Покачав головой и отказываясь верить в реальность картинки, я какое-то время смотрю вслед давно скрывшемуся с глаз автомобилю, вслух описываю происходящее не самым приличным словом, и… решаю, что сегодня не настроена видеть счастливые голубые глаза. Серые – тоже… И пусть кто-то посчитает это слабостью, даже я сама, но в этот день не могу иначе.

Разворачиваюсь и, не спеша, бреду в сторону торгового центра. Яркие витрины книжных магазинов сразу захватывают моё внимание. Когда-нибудь, Павлик, наши с тобой приключения тоже будут стоять на этих стеллажах. Красивые книжки с золотым тиснением и красочными иллюстрациями на законных основаниях займут место среди тысяч других историй. Ты, мой родной, побываешь в разных домах, в разных городах, у тебя появятся новые друзья. Потому что ты – особенный, и ты как никто другой заслужил это.

В соседнем отделе игрушек вижу чёрного дракона из известного мультфильма – мягкого, с очаровательной зубастой улыбкой, невероятными глазизщами, и, не задумываясь, покупаю. Прижимаю подарок к груди, и отчего-то так сильно щемит сердце, что я до боли кусаю губы. Как я оставлю это чудо там – среди холода и снега, на маленьком холмике? Он же промокнет, потеряет вид… Ноги тут же несут меня в упаковочный павильончик, и спустя пять минут в моих руках оказывается завёрнутый в плотный прозрачный целлофан сказочный зверёк.

Поправляю голубой бант на подарке для самого дорогого человека в моей жизни и выхожу на улицу. И пусть он никогда не сможет обнять дракончика и порадоваться новой игрушке, я верю: он слышит меня и чувствует. Правда же, Паш?

Когда подхожу к дому, во дворе на парковке вижу старенький Ниссан отца, понимаю, что родители уже вернулись с кладбища, и желание идти домой моментально пропадает. Теперь моя очередь навестить брата.

Простояв на остановке добрых полчаса, чувствую, как коченеют пальцы на некрепком морозе.
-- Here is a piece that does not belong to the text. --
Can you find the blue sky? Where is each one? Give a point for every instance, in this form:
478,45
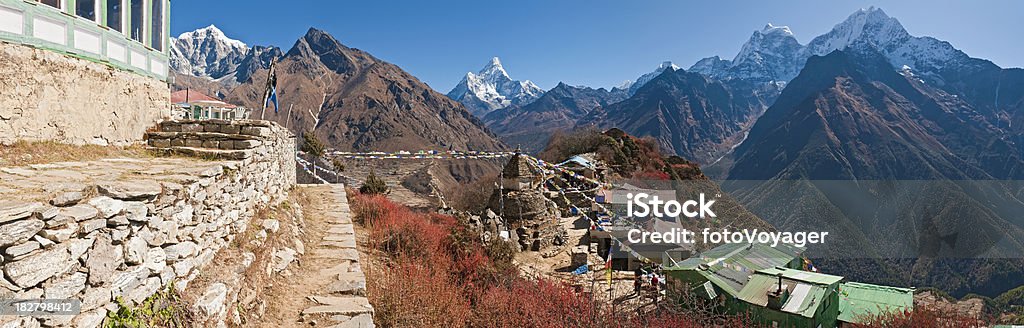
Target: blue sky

Я давно не ношу варежки, но сейчас спрятать руки в карманы нет никакой возможности. Да и не особо хочется… Музыка в ухе заходит на третий круг, ненавязчиво напоминая о себе любимой, и я отключаю её.

Наконец подъезжает полупустой автобус.

Запрыгиваю в салон и забиваюсь в самый дальний угол у окна. Дорога предстоит длинная. И невыносимо печальная. До конечной…

В другой реальности мы бы ехали сейчас с Павликом на этом самом автобусе до крупнейшего в городе торгового центра. Он с искренним восторгом комментировал бы предновогоднее убранство улиц: горящие на окнах разноцветные огоньки, яркие вывески, мишуру и гирлянды на ёлках у администрации, а я бы впитывала его эмоции, бесконечно радуясь, что он рядом. Что-то отвечала бы, чтобы не омрачить образ умной старшей сестры, смеялась бы над его детскими представлениями об окружающем мире и грядущем празднике. А потом мы пошли бы в кино, купив огромные вёдра попкорна с карамельным сиропом и одну большую бутылку сладкой газировки на двоих, уселись в красные мягкие кресла и смотрели мультфильм о приключениях Беззубика. Уверена, Павлику бы понравилось…

«Городское кладбище. Конечная.» – объявляет механический голос в динамике, безжалостно разрушая мою хрупкую фантазию. И мир вокруг снова становится чёрным, пустым и холодным. Как же я скучаю, братик…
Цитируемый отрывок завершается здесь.